Multimodal imaging shows strain can drive chemistry in a photovoltaic material
A unique combination of imaging tools and atomic-level simulations has allowed a team led by the Department of Energy's Oak Ridge National Laboratory to solve a longstanding debate about the properties of a promising material that can harvest energy from light.
The researchers used multimodal imaging to "see" nanoscale interactions within a thin film of hybrid organic-inorganic perovskite, a material useful for solar cells. They determined that the material is ferroelastic, meaning it can form domains of polarized strain to minimize elastic energy. This finding was contrary to previous assumptions that the material is ferroelectric, meaning it can form domains of polarized electric charge to minimize electric energy.
"We found that people were misguided by the mechanical signal in standard electromechanical measurements, resulting in the misinterpretation of ferroelectricity," said Yongtao Liu of ORNL, whose contribution to the study became a focus of his Ph.D. thesis at the University of Tennessee, Knoxville (UTK).
Olga Ovchinnikova, who directed the experiments at ORNL's Center for Nanophase Materials Sciences (CNMS), added, "We used multimodal chemical imaging—scanning probe microscopy combined with mass spectrometry and optical spectroscopy—to show that this material is ferroelastic and how the ferroelasticity drives chemical segregation."
The findings, reported in Nature Materials, revealed that differential strains cause ionized molecules to migrate and segregate within regions of the film, resulting in local chemistry that may affect the transport of electric charge.
The understanding that this unique suite of imaging tools enables allows researchers to better correlate structure and function and fine-tune energy-harvesting films for improved performance.
"We want to predictively make grains of particular sizes and geometries," Liu said. "The geometry is going to control the strain, and the strain is going to control the local chemistry."
For their experiment, the researchers made a thin film by spin-casting a perovskite on an indium tin oxide-coated glass substrate. This process created the conductive, transparent surface a photovoltaic device would need—but also generated strain. To relieve the strain, tiny ferroelastic domains formed. One type of domain was "grains," which look like what you might see flying over farmland with patches of different crops skewed in relation to one another. Within grains, sub-domains formed, similar to rows of two plant types alternating in a patch of farmland. These adjacent but opposing rows are "twin domains" of segregated chemicals.
The technique that scientists previously used to claim the material was ferroelectric was piezoresponse force microscopy ("piezo" means "pressure), in which the tip of an atomic force microscope (AFM) measures a mechanical displacement due to its coupling with electric polarization—namely, electromechanical displacement. "But you're not actually measuring the true displacement of the material," Ovchinnikova warned. "You're measuring the deflection of this whole 'diving board' of the cantilever." Therefore, the researchers used a new measurement technique to separate cantilever dynamics from displacement of the material due to piezoresponse—the Interferometric Displacement Sensor (IDS) option for the Cypher AFM, developed by co-author Roger Proksch, CEO of Oxford Instruments Asylum Research. They found the response in this material is from cantilever dynamics alone and is not a true piezoresponse, proving the material is not ferroelectric.
"Our work shows the effect believed due to ferroelectric polarization can be explained by chemical segregation," Liu said.
The study's diverse microscopy and spectroscopy measurements provided experimental data to validate atomic-level simulations. The simulations bring predictive insights that could be used to design future materials.

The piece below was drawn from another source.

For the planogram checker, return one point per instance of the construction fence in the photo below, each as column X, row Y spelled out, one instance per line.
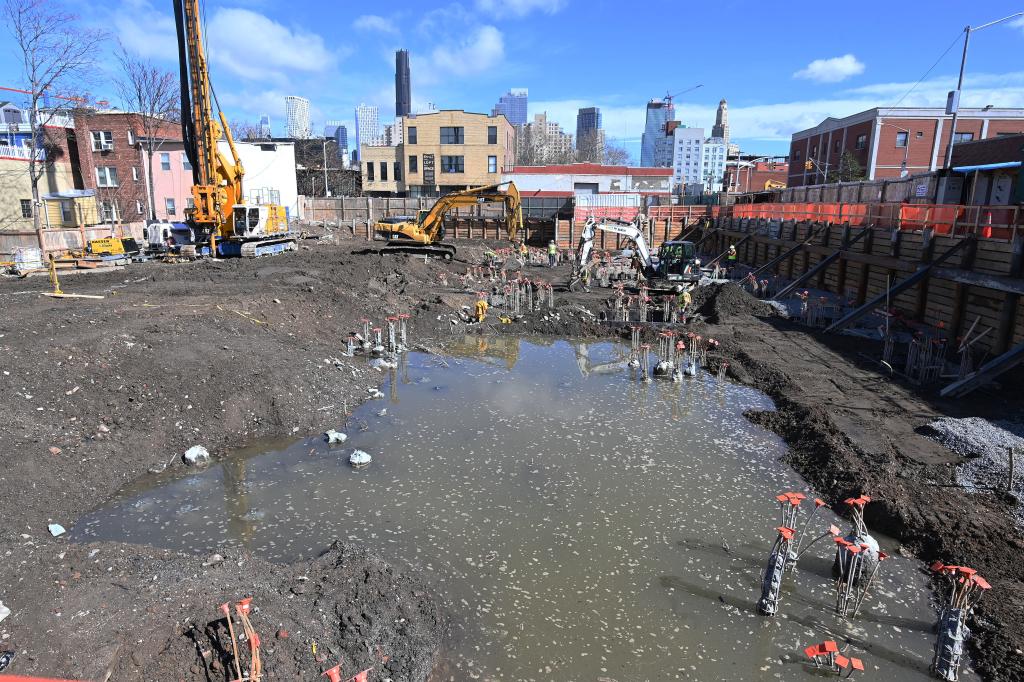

"We're able to do this because of the unique environment at CNMS where we have characterization, theory and synthesis all under one roof," Ovchinnikova said. "We didn't just utilize mass spectrometry because [it] gives you information about local chemistry. We also used optical spectroscopy and simulations to look at the orientation of the molecules, which is important for understanding these materials. Such a cohesive chemical imaging capability at ORNL leverages our functional imaging."

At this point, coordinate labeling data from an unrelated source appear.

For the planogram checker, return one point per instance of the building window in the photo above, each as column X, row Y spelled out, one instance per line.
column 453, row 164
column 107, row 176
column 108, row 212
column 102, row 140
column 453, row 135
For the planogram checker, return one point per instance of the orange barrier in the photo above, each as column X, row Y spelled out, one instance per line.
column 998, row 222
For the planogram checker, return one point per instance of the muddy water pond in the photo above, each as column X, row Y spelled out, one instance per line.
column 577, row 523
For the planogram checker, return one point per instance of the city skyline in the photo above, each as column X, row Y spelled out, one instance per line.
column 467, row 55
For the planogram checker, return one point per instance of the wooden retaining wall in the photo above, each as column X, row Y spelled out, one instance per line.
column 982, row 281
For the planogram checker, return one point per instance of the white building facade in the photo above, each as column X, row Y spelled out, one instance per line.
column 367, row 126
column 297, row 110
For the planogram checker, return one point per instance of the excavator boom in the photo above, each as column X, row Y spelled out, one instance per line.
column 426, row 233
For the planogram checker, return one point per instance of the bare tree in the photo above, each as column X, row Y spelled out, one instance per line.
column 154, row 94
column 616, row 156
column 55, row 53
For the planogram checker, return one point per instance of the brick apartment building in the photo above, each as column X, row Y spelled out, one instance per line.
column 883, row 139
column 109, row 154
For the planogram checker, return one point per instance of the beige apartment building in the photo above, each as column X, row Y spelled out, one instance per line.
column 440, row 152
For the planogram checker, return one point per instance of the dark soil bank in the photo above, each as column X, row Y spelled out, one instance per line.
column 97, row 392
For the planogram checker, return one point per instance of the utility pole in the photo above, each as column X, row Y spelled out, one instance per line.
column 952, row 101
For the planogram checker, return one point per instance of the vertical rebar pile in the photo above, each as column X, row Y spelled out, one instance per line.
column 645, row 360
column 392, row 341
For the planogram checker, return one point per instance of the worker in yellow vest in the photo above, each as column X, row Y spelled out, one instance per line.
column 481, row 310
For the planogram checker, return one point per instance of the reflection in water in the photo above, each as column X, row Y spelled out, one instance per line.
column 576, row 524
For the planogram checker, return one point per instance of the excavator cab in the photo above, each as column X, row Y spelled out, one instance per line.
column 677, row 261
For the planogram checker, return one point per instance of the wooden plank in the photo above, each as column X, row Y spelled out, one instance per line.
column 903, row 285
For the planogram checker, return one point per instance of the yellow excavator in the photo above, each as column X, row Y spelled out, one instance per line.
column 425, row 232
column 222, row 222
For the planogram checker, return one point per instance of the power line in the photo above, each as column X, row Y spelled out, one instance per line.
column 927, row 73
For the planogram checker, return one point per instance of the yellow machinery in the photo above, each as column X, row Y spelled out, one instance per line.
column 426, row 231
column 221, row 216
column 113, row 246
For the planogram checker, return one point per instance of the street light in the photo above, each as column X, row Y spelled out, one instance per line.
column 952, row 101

Collaborations with industry allow ORNL to have unique tools available for scientists, including those that settled the debate about the true nature of the light-harvesting material. For example, an instrument that uses helium ion microscopy (HIM) to remove and ionize molecules was coupled with a secondary ion mass spectroscopy (SIMS) to identify molecules based on their weights. The HIM-SIMS instrument ZEISS ORION NanoFab was made available to ORNL from developer ZEISS for beta testing and is one of only two such instruments in the world. Similarly, the IDS instrument from Asylum Research, which is a laser Doppler vibrometer, was also made available to ORNL for beta testing and is the only one in existence.
"Oak Ridge National Laboratory researchers are naturally a good fit for working with industry because they possess unique expertise and are able to first use the tools the way they're meant to," said Proksch of Asylum. "ORNL has a facility [CNMS] that makes instruments and expertise available to many scientific users who can test tools on different problems and provide strong feedback during beta testing as vendors develop and improve the tools, in this case our new IDS metrological AFM."